# Concurrent files access and responsiveness



## tobe (Feb 28, 2009)

Hi BSD people,

Just like any other OS i've used so far, my FreeBSD setup (7.1 stable) lacks of responsiveness when more than one application access the filesystem.

Nowadays, CPUs are fast, and running a few processes in parallel is barely noticeable, but when a few processes access the filesystem concurrently, it become really noticeable.

For example, when i'm running Transmission with a few torrents active, my whole system is slowed down while Transmission is only using less than 10% of my CPU. (My internet connection is rather fast, 100 mbits/s, so most of the time my download speed is around 1 mbytes/s).

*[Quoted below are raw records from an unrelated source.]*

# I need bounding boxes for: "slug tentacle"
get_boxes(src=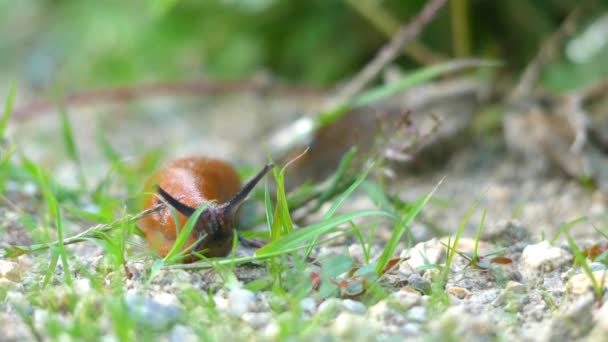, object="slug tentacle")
[224,164,274,218]
[156,185,196,217]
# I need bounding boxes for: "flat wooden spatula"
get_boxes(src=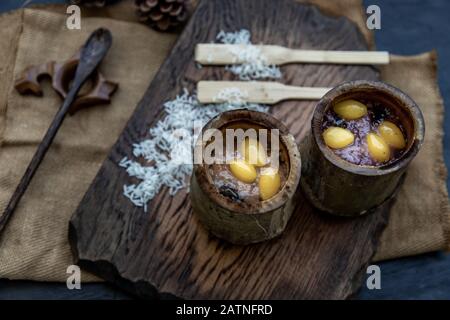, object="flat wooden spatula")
[195,43,389,65]
[197,81,331,104]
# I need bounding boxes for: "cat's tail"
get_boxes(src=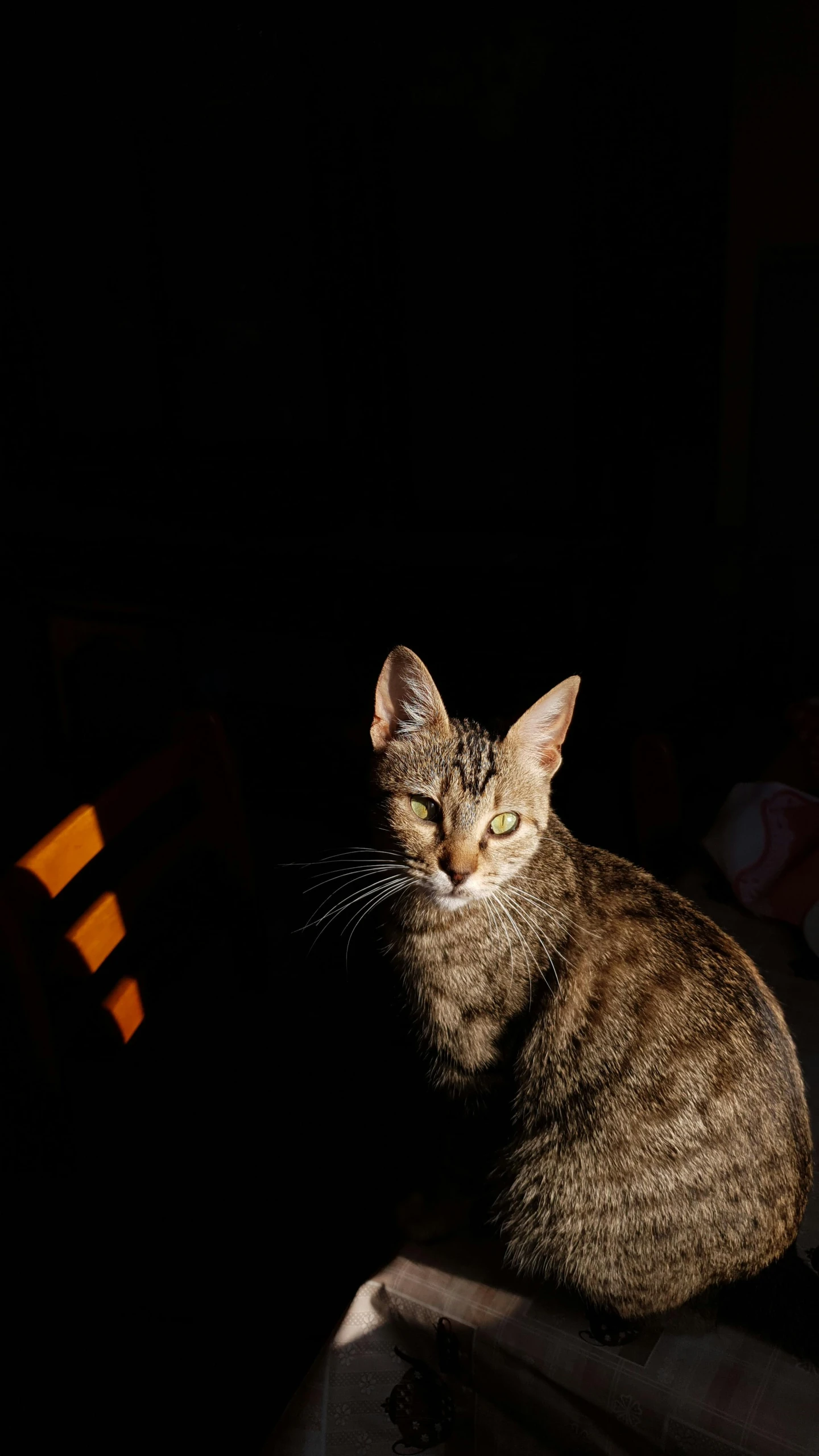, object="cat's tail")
[717,1243,819,1370]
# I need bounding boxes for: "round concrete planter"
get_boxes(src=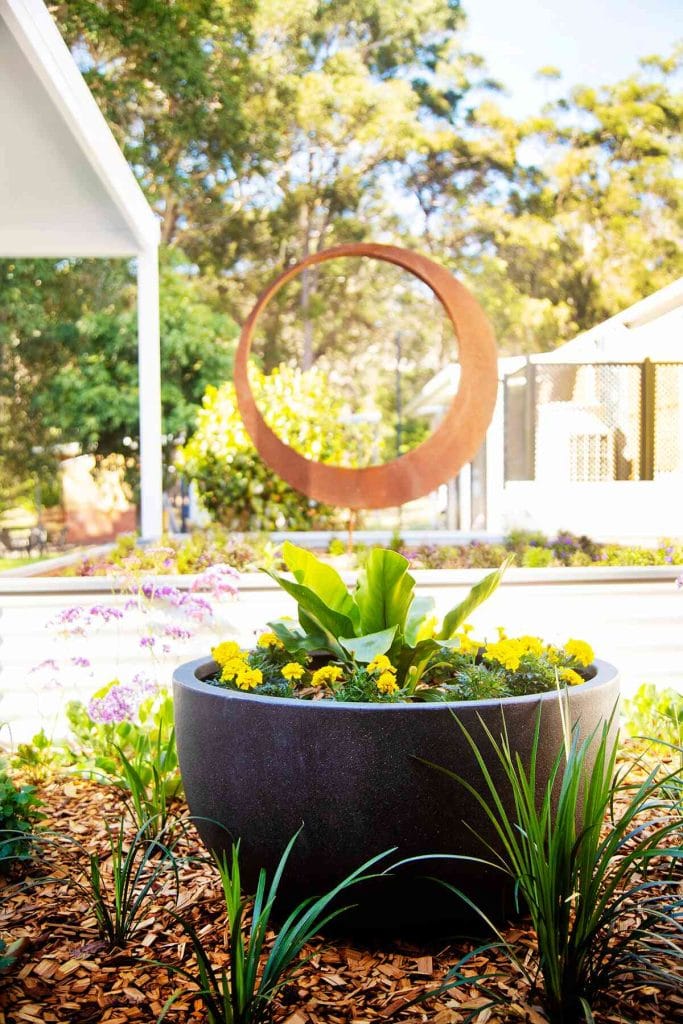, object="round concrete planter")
[174,659,618,931]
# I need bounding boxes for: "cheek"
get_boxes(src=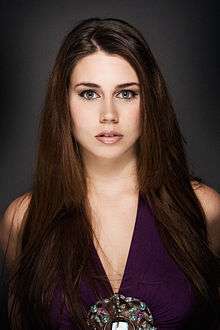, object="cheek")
[122,107,140,130]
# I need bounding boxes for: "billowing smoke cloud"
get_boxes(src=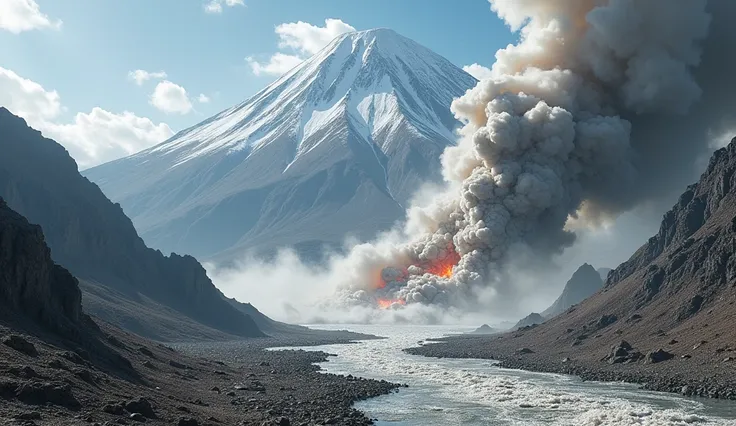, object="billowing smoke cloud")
[330,0,711,306]
[213,0,736,322]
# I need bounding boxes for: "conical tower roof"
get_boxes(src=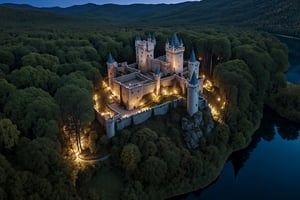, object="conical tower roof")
[190,71,198,85]
[189,49,197,62]
[107,53,115,64]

So i was wondering, is there any priority management for file access (like 'nice' for the processes) ? Can i run an application and tell the system that this application will access files with a lower priority ?

Thanks,
Jean-Baptiste


----------



## plamaiziere (Mar 1, 2009)

tobe said:
			
		

> Hi BSD people,
> 
> So i was wondering, is there any priority management for file access (like 'nice' for the processes) ? Can i run an application and tell the system that this application will access files with a lower priority ?

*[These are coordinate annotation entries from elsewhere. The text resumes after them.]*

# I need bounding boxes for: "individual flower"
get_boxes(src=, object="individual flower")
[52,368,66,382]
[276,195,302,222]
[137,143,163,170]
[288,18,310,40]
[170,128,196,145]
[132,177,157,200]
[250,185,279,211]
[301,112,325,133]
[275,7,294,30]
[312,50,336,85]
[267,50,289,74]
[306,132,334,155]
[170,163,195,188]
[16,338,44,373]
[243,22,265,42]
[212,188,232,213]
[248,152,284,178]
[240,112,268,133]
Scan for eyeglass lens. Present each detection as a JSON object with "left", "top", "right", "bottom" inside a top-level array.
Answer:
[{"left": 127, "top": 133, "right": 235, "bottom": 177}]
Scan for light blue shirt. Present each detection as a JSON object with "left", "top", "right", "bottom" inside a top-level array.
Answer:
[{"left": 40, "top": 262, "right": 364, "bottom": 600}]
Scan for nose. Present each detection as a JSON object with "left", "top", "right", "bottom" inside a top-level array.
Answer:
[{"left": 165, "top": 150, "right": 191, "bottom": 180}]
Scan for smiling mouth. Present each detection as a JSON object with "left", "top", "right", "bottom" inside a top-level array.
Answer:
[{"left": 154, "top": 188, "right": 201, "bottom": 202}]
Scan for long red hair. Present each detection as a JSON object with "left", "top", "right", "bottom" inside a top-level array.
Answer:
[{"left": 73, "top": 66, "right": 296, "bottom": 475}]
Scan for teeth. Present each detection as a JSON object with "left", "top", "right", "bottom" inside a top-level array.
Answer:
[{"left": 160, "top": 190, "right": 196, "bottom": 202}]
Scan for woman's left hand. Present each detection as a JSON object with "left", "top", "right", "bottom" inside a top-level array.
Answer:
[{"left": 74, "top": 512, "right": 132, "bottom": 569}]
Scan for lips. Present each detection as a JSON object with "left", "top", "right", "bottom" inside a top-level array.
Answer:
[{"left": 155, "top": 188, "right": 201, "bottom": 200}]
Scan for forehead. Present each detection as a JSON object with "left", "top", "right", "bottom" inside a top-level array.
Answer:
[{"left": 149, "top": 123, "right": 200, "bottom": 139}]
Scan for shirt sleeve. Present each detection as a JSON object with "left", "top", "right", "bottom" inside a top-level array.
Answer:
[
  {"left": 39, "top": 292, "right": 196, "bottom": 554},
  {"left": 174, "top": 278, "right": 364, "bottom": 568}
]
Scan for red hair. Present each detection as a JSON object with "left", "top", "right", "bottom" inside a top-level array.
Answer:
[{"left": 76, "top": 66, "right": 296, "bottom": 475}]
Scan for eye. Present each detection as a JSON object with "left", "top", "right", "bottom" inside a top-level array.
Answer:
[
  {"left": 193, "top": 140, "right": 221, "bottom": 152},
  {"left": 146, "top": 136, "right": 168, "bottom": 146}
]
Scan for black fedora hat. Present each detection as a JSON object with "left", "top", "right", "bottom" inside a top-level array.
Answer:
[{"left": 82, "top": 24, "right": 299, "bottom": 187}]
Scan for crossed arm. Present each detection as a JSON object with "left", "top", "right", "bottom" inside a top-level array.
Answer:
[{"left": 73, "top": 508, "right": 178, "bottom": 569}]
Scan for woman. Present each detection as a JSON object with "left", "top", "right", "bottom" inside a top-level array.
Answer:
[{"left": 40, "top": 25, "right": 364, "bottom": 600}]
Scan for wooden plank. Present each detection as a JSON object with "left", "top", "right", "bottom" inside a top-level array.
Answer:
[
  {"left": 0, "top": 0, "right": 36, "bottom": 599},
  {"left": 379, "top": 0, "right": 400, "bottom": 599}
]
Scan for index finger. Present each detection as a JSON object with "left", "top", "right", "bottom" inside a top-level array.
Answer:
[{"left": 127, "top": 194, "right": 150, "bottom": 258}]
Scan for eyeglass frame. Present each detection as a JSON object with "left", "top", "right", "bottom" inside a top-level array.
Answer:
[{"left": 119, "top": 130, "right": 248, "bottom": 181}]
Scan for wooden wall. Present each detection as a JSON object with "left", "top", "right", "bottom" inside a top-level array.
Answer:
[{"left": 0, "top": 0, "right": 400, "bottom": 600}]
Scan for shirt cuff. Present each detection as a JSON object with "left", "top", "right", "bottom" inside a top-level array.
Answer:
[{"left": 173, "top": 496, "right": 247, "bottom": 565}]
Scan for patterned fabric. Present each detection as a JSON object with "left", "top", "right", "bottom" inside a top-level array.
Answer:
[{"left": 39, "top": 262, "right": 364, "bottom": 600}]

No there is no such facility. There is a "geom scheduler" in developement, but I didn't try it.

See:
http://lists.freebsd.org/pipermail/freebsd-stable/2009-January/047597.html


----------



## Djn (Mar 1, 2009)

Ooh, that scheduler looks like a very good idea. I'll have to test it at some point.


----------



## tobe (Mar 1, 2009)

plamaiziere said:
			
		

> No there is no such facility. There is a "geom scheduler" in developement, but I didn't try it.
> 
> See:
> http://lists.freebsd.org/pipermail/freebsd-stable/2009-January/047597.html



Wow it looks really interesting, thanks !

edit:
More information here:
http://algo.ing.unimo.it/people/paolo/disk_sched/


----------



## ArtemD (Mar 5, 2009)

tobe said:
			
		

> Wow it looks really interesting, thanks !
> 
> edit:
> More information here:
> http://algo.ing.unimo.it/people/paolo/disk_sched/



Looks interesting. If it's stable I hope it gets merged into kernel.


----------